Keywords

1 Introduction

Human activity recognition is one of the most interesting research topics for several areas such as pervasive and mobile computing, ambient assisted living, surveillance-based security, sport and fitness activities, healthcare.

Over the recent years sensor technologies especially high-capacity, low-power, low-cost, miniaturized and lightweight sensors, wired, wireless and hybrid communication network protocols as well as signal processing theory have greatly progressed.

Wearable sensors, i.e. sensors that are positioned directly or indirectly on the human body, generate signals (accelerometric, PPG, ECG, sEMG, ...) when the user performs activities. Therefore they can monitor features that are descriptive of the person’s physiological state or movement.

These sensors can be embedded into clothes, shoes, belts, sunglasses, smartwatches and smartphones, or positioned directly on the body and can be used to collect information such as body position and movement, heart rate, muscle fatigue and skin temperature [3, 4].

Among wearable sensors, accelerometers are probably the most frequently used for activity monitoring. In particular, they are effective in monitoring actions that involve repetitive body motions, such as walking, running, cycling, sitting, standing, and climbing stairs.
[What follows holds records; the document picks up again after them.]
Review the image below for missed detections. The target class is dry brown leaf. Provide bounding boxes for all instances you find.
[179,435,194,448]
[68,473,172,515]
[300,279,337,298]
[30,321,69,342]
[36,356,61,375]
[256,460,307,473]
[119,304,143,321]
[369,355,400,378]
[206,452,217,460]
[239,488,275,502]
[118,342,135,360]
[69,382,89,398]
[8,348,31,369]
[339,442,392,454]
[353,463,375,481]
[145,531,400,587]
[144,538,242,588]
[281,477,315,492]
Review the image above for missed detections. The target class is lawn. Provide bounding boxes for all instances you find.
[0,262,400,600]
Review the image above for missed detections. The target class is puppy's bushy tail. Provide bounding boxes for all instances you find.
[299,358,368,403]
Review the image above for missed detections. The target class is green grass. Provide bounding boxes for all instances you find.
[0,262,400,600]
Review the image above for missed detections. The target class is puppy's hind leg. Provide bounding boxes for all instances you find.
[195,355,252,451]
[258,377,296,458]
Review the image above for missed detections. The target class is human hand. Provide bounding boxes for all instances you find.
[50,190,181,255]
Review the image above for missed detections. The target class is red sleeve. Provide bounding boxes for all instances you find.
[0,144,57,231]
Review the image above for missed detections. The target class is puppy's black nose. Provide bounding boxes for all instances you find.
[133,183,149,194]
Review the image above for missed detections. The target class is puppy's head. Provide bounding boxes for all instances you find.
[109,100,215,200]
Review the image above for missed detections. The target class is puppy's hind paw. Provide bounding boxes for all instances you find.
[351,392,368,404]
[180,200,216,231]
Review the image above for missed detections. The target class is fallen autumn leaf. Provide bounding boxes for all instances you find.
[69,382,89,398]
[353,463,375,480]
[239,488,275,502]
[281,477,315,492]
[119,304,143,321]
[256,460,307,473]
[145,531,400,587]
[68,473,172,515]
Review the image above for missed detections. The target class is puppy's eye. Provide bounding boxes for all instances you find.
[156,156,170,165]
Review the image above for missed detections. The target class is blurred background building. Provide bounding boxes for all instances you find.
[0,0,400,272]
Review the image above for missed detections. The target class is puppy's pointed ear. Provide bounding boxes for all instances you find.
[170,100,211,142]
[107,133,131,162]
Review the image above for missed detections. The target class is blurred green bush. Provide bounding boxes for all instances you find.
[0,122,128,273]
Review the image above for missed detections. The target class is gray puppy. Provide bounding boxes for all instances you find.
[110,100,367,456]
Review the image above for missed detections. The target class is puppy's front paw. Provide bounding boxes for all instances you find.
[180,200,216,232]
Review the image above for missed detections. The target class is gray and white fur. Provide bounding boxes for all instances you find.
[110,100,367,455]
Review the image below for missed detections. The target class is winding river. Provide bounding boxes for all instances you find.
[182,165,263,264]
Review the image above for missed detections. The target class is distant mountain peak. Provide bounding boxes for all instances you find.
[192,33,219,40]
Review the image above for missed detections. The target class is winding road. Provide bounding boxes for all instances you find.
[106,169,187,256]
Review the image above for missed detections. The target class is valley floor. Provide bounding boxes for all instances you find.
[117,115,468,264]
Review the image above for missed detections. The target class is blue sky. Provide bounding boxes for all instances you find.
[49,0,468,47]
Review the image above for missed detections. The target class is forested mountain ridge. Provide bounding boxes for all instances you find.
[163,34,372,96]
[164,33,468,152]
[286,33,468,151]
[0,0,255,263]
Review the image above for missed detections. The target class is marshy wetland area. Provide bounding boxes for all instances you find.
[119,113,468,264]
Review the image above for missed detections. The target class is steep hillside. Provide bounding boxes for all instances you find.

On the one hand, activity classification using accelerometers can be obtained using one or more sensors on the body [7, 12]. However single sensor systems are more practical and in this case common location choices are the waist, upper arm, wrist, and ankle [13, 15, 16]. The waist location has been used extensively in physical activity measurements because it captures major body motions, but algorithms using waist data can underestimate overall expenditure on activities such as bicycling or arm ergometry, where the waist movement is uncorrelated to the movement of the limbs. Therefore several recent studies addressed the problem of detecting human activities from smartphones and smartwatches [1, 8, 11].

On the other hand, accurate estimation of biometric parameters recorded from subjects’ wrist or waist, when the subjects are performing various physical exercises, is often a challenging problem due to the presence of motion artifacts. In order to reduce the motion artifacts, data derived from a triaxial accelerometer have been proven to be very useful [6].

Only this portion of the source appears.